1
votes

I'm working on a project that involves implementing some algorithms as python classes and testing their performance. I decided to write them up as sklearn estimators so that I could use GridSearchCV for validation.

However, one of my algorithms for Inductive Matrix Completion takes more than just X and y as arguments. This becomes a problem for the GridSearchCV.fit as there appears to be no way to pass more than just X and y to the fit method of the estimator. The source shows the following arguments for GridSearchCV.fit:

def fit(self, X, y=None, groups=None, **fit_params):

And of course the downstream methods expect only these two arguments. Obviously it would be no trivial task (or advisable) to modify my local copy of GridSearchCV to accommodate my needs.

For reference IMC basically states that $ R \approx XW^THY^T $. So my fit method takes the following form:

def fit(self, R, X, Y):

So trying the following fails as the Y value never gets passed to the IMC.fit method:

imc = IMC()
params = {...}
gs = GridSearchCV(imc, param_grid=params)
gs.fit(R, X, Y)

I've created a workaround for this by modifying the IMC.fit method like so (this also has to be inserted into the score method):

def fit(self, R, X, Y=None):
    if Y is None:
        split = np.where(np.all(X == 999, axis=0))[0][0]
        Y = X[:, split + 1:]
        X = X[:, :split]
    ...

This allows me to use numpy.hstack to stack X and Y horizontally and insert a column of all 999 between them. This array can then be passed to GridSearchCV.fit as follows:

data = np.hstack([X, np.ones((X.shape[0],1)) * 999, Y])
gs.fit(R, data)

This approach works, but feels pretty hacky. Therefore my question is this:

Is there a generally accepted way or best practice for passing more than 2 arguments to a fit method using GridSearchCV?

1
What is the problem in using **fit_params, which you mention above yourself? See: scikit-learn.org/stable/modules/generated/…Marcus V.
@MarcusV. I believe I misunderstood your comment yesterday. I went back and tested using the **fit_params but ended up running into an issue with the scorer. Apparently the fit_params do not get cascaded down to the scoring method and since I am using the default score method in my class the additional matrices do not get passed in. See sklearn.model_selection._validation._scoreGrr

1 Answers

2
votes

So after getting some inspiration from a friend on this (@Matthew Drury) I constructed a much more elegant solution.

Again the problem is framed as such:

I have a matrix completion method that takes X, Y, and R as arguments and attempts to construct W and H that minimize R - XWHY for all observed indices in R. A basic implementation of a fit method would look like this:

def fit(X, Y, R):
    W, H = do_minimization(X, Y, R)
    return W, H

This doesn't fit well into the standard sklearn model where fit takes an X (the features that feed into a model) and y (the results) and looks like this:

def fit(X, y):
    W, H = do_minimization(X, y)
    return W, H

This isn't really an issue until you start using GridSearchCV or other cross validation methods as they expect the data to fit the latter format.
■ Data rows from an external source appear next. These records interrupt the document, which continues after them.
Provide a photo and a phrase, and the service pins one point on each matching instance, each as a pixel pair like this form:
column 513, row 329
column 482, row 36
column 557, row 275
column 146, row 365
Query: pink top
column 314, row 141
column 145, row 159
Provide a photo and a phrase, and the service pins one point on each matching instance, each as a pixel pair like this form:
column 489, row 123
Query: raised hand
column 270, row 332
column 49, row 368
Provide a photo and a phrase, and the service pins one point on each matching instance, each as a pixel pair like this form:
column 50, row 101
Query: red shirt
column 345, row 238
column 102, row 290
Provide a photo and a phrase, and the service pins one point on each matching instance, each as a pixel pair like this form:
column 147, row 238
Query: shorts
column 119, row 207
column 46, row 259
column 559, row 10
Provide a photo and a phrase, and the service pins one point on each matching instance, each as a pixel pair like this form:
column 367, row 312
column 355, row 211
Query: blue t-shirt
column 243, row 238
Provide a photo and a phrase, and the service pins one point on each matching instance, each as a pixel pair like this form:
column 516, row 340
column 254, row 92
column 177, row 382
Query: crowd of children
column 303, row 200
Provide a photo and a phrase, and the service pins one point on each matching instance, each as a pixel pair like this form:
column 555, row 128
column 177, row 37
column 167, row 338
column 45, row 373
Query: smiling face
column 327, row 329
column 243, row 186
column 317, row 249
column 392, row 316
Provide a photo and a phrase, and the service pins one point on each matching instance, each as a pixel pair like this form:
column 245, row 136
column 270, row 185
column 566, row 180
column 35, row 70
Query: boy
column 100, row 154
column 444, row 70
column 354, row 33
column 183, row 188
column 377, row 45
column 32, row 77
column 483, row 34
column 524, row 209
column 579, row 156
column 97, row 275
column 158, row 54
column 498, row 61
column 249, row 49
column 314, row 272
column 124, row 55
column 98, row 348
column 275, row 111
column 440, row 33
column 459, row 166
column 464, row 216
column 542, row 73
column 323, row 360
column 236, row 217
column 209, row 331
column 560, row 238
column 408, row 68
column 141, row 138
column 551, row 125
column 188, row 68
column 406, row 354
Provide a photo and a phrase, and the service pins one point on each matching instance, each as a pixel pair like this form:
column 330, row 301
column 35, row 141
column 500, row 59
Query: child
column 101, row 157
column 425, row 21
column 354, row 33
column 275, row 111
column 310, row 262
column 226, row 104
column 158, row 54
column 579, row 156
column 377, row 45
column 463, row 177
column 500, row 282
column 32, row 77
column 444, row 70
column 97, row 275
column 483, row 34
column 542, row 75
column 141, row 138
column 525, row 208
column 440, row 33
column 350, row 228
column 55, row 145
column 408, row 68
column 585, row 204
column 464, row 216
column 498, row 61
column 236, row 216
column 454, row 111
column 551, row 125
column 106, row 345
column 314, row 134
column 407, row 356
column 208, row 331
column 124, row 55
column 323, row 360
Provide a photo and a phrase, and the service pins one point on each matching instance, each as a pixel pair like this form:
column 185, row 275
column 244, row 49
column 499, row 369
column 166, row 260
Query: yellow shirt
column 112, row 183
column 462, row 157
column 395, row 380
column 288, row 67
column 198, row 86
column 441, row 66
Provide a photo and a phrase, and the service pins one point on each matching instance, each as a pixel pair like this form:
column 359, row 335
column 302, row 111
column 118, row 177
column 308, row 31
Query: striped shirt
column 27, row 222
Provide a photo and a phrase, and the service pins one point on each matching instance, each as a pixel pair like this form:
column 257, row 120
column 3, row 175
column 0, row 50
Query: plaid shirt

So to marry these two concepts I needed a way of packaging two disparate matrices X and Y into a single structure without losing the separate nature of the two.

In the 5 minutes I had to dedicate to this originally I came up with the hacky solution. In a matrix R shape n, m where the rows correspond to the records in X and the columns correspond to the records in Y, there are b total entries. If we take the row and column indices for all of these entries and index X on the rows and Y on the columns we will end up with equal length matrices for X and Y. These can then be stacked horizontally, separated by a column of nonsense, and passed to the cross validation methods without issue (we just need a couple helper methods inside the original class to reconstruct the original X and Y from the stack before fitting.

The point of this question was to find the elegant solution, or preferably an existing solution. That doesn't seem to be the case so I will propose the following model for any future estimators/classifiers built inheriting from sklearn that require more than just a single feature matrix for the fit method.

Create a DataHandler

When using GridSearchCV the fit method does a round of checks before firing off any calls to the estimators fit method. One of these determines if the passed X array is indexable. This test basically checks if X implements __getitem__ or iloc and is the same length as y. This length check requires X to have a shape attribute. At that point the split indices and fits can be computed as expected. So we need a wrapper that implements __getitem__ and has a shape attribute.

class DataHandler(object):

    def __init(self, X, Y):
        self.X = X
        self.Y = Y
        self.shape = self.X.shape

    def __getitem__(self, x):
        return self.X[x], self.Y[x]

Thats it! We can now modify the fit method to match the sklearn style, but in this case instead of X being an array, it will either be a tuple (the result returned by the __getitem__ method) or an instance of our DataHandler class.

Now GridSearchCV will work as expected by just passing an instance of a DataHandler containing the X and Y arrays.